Opposition to Plan Pueblo Panama gives some indication of the depth and breadth of the activism that will be needed to be effective with the SPP’s agenda. Calderón recently revived Plan Puebla Panama, with an added military component—no doubt inspired by the SPP. Yet it was stalled for many years by protests against displacement of farmers and destruction of the environment, and a vibrant cross-border network of activists has grown up around it. The breadth of the Plan Puebla Panama led activists to conclude that opposing environmentally destructive infrastructure projects wasn’t sufficient: what is necessary is a deeper understanding of the economic and political vision behind Plan Pueblo Panama, and development of an alternative analysis.
An effective response to the SPP agenda will require the same kind of expanded cross-border contacts and focused study of the North American and global political economies. This is the very work the left needs to do to begin creating economic and political alternatives that reflect its values.
The challenge is particularly difficult for activists in the United States. Unlike the left in countries where domestic agendas have been affected by U.S. actions for many years, most in the United States think of domestic issues as controlled by domestic politics.

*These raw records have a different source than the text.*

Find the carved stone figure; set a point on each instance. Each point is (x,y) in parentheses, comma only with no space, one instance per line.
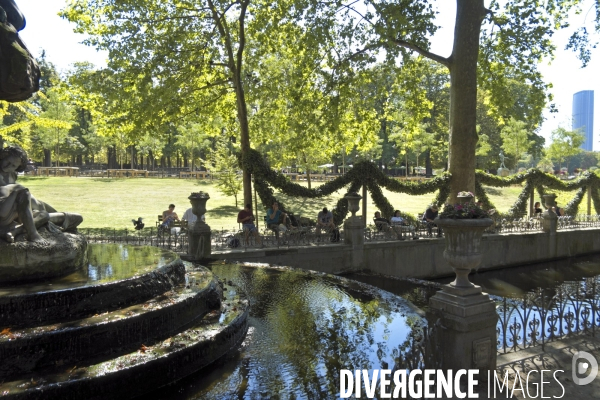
(19,72)
(502,158)
(19,211)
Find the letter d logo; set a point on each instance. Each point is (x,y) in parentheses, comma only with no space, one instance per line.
(581,367)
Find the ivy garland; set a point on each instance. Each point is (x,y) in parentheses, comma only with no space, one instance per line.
(368,174)
(363,173)
(573,205)
(541,181)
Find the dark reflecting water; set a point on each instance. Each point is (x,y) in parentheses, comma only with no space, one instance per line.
(304,328)
(106,263)
(511,283)
(535,303)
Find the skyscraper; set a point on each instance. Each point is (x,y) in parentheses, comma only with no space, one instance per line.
(583,116)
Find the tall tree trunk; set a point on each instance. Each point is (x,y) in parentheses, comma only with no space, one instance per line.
(234,63)
(463,96)
(47,158)
(244,133)
(428,170)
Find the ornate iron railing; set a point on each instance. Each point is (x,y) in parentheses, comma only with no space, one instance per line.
(236,239)
(548,314)
(303,236)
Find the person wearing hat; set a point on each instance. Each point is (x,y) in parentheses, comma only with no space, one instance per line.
(429,217)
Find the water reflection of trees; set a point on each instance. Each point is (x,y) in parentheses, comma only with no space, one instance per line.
(305,329)
(117,261)
(545,315)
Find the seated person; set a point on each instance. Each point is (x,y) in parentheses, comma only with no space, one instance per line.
(400,225)
(382,224)
(559,211)
(169,217)
(428,217)
(190,218)
(325,220)
(274,215)
(246,218)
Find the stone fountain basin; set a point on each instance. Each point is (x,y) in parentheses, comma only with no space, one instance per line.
(146,368)
(109,283)
(24,350)
(21,261)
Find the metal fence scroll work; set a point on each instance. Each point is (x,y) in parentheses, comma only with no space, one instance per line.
(546,315)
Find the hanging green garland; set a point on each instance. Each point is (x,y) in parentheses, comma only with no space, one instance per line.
(368,174)
(520,206)
(573,205)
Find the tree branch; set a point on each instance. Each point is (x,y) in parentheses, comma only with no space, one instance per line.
(432,56)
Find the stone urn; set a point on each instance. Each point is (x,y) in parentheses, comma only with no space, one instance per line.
(549,200)
(465,199)
(199,234)
(353,202)
(549,217)
(463,246)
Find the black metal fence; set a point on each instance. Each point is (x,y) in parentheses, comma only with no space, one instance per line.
(547,315)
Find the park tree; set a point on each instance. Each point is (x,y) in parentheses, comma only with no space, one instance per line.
(565,144)
(59,114)
(178,57)
(515,138)
(505,39)
(223,163)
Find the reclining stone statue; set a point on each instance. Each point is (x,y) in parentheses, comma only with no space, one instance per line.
(19,211)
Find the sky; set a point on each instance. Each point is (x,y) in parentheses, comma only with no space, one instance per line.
(46,30)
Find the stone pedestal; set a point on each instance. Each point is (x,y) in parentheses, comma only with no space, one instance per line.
(354,228)
(549,221)
(549,217)
(467,315)
(354,236)
(468,336)
(199,234)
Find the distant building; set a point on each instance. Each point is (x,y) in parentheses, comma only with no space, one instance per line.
(583,116)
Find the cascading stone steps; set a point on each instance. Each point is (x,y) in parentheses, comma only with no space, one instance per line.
(116,339)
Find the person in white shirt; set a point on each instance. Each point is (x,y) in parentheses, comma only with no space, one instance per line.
(190,217)
(400,226)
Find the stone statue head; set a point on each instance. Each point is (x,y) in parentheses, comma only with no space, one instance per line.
(14,151)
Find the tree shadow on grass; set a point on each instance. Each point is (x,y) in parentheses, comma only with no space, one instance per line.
(493,191)
(106,180)
(204,183)
(307,207)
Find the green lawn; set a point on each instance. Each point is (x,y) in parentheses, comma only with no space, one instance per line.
(115,202)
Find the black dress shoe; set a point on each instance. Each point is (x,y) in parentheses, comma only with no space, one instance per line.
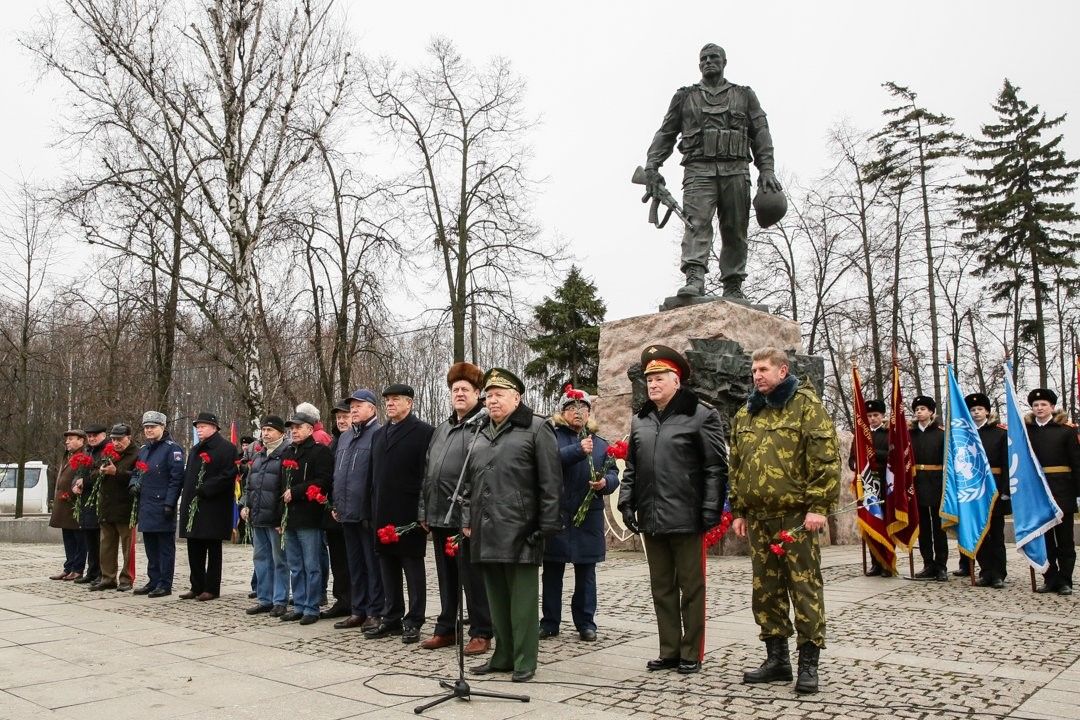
(383,629)
(688,666)
(337,610)
(662,664)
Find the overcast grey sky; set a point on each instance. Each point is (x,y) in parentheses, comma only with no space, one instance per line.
(601,76)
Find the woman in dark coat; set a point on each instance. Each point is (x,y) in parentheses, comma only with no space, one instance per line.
(399,450)
(214,458)
(63,517)
(584,546)
(307,466)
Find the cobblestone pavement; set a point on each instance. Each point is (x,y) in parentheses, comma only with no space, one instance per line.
(895,649)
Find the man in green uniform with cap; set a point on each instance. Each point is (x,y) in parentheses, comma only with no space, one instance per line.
(723,126)
(673,490)
(785,477)
(513,483)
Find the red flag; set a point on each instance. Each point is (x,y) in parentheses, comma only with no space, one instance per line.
(867,481)
(901,506)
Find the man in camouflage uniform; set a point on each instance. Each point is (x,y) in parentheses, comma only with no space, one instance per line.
(785,476)
(723,127)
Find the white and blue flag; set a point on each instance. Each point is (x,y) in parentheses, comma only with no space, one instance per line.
(970,491)
(1035,511)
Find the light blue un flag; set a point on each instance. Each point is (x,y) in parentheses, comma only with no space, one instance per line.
(970,491)
(1034,507)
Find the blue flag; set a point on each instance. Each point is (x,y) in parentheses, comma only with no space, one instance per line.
(970,491)
(1034,507)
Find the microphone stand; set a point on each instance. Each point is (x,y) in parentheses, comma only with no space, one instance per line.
(459,688)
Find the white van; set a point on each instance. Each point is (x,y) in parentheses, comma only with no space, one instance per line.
(35,490)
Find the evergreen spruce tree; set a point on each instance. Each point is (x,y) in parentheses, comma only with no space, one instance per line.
(1016,214)
(568,351)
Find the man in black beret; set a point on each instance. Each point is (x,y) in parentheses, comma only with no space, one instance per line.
(399,449)
(928,446)
(1054,443)
(995,437)
(515,457)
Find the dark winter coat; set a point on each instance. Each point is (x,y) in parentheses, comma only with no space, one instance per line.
(1057,450)
(397,459)
(446,457)
(583,544)
(217,492)
(265,487)
(512,490)
(352,483)
(676,475)
(116,499)
(928,446)
(64,499)
(995,439)
(315,469)
(160,485)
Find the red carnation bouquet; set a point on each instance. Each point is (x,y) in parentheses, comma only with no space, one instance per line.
(193,508)
(143,469)
(616,451)
(453,545)
(390,533)
(289,465)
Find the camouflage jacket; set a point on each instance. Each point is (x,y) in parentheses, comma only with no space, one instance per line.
(784,457)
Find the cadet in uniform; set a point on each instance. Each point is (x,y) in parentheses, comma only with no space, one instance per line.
(785,474)
(995,437)
(928,446)
(1054,443)
(673,490)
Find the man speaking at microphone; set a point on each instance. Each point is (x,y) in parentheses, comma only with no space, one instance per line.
(446,457)
(512,490)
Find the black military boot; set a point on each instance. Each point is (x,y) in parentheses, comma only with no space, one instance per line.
(694,283)
(777,666)
(807,682)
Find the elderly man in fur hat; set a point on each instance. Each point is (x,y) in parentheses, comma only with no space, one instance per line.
(446,458)
(1055,446)
(582,454)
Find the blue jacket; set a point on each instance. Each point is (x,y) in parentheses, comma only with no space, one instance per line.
(159,486)
(352,487)
(584,544)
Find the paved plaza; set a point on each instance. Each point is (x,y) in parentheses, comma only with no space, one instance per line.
(896,649)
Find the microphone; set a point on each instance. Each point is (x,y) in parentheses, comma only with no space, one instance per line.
(478,419)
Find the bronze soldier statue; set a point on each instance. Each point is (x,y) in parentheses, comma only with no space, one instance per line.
(723,127)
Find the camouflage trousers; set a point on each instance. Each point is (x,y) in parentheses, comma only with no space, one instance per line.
(781,582)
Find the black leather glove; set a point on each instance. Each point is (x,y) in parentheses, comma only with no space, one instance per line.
(653,180)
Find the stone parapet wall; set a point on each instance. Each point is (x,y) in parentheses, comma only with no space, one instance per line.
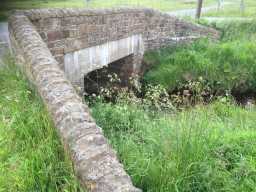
(69,30)
(95,163)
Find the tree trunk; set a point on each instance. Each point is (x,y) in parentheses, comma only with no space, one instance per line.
(199,9)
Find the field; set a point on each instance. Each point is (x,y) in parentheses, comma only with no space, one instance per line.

But as rising oil prices combine with a falling dollar, and U.S. economic autonomy begins to be more constrained, more people in the U.S. may understand the need for different allies.
U.S. activists need a democratic Mexico with strong labor rights and a Canadian welfare state that survives the ravages of neoliberal globalization. We need to build an environmental agenda based on conservation and renewable resources and an economic agenda based on diversity and human rights. We need a progressive voice that can drown out right wing cries that the problem of globalization is the loss of U.S. dominance and power. Most of all, we need an international, powerful, and organized response from the left, and popular forces to challenge the more deeply coordinated and increasingly militarized forces of international capital. Reasoned opposition is no longer enough.